Il ne fait aucun doute que le logement a été financiarisé à l’échelle mondiale. J’entends par financiarisation le fait que le logement, ou l’immobilier résidentiel, est considéré comme une marchandise. Mais cela va au-delà. Le logement est en réalité utilisé comme un instrument permettant de mobiliser davantage de capitaux ou de les dissimuler. L’immobilier est l’un des moyens les plus importants pour blanchir de l’argent, il sert aussi à mettre son capital à l’abri et, bien sûr, à générer des profits. Je ne vise pas tellement les petits investisseurs, mais plutôt les grands investisseurs institutionnels, y compris les gouvernements, et surtout les fonds de capital-­investissement, les fonds spéculatifs, les compagnies d’assurance et les fonds de pension, car ce sont eux qui écoulent de grandes quantités d’argent dans l’immobilier résidentiel.
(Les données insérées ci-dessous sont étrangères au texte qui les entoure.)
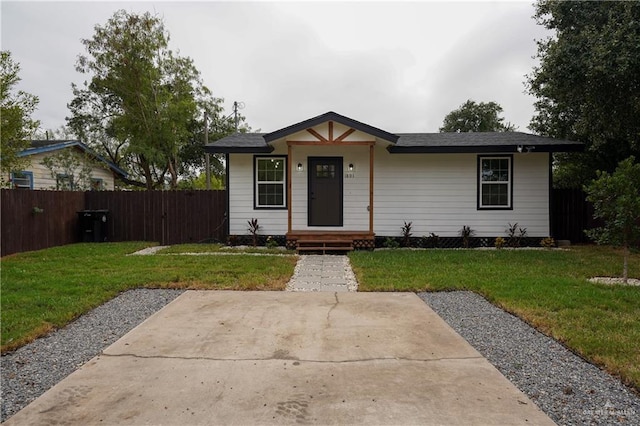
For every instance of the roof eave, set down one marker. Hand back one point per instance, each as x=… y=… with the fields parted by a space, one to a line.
x=212 y=149
x=481 y=149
Dans quelle mesure le droit au logement est-il menacé par la financiarisation? Avez-vous observé les mêmes mécanismes dans différentes régions du monde?
Cette financiarisation est préoccupante du fait de son impact sur l’accès au logement. Dans n’importe quelle grande ville du monde, le logement est cher. De ce fait, on constate dans les pays du Sud l’expansion des quartiers informels et, dans ceux du Nord, l’augmentation du nombre de sans-abris ou de personnes menacées d’expulsion. Mais comment la financiarisation réduit-elle l’accessibilité au logement, quel est le lien entre les deux ? On pourrait penser que l’action des investisseurs consiste simplement à acheter des immeubles. Or nous savons que ces acteurs ont besoin de créer du profit à partir des bâtiments et du foncier. On parle certes volontiers du foncier mais, dans ce cas, il n’est pas la source principale des profits. En effet, ce sont les locataires qui génèrent un flux de revenus, grâce aux loyers qu’ils paient.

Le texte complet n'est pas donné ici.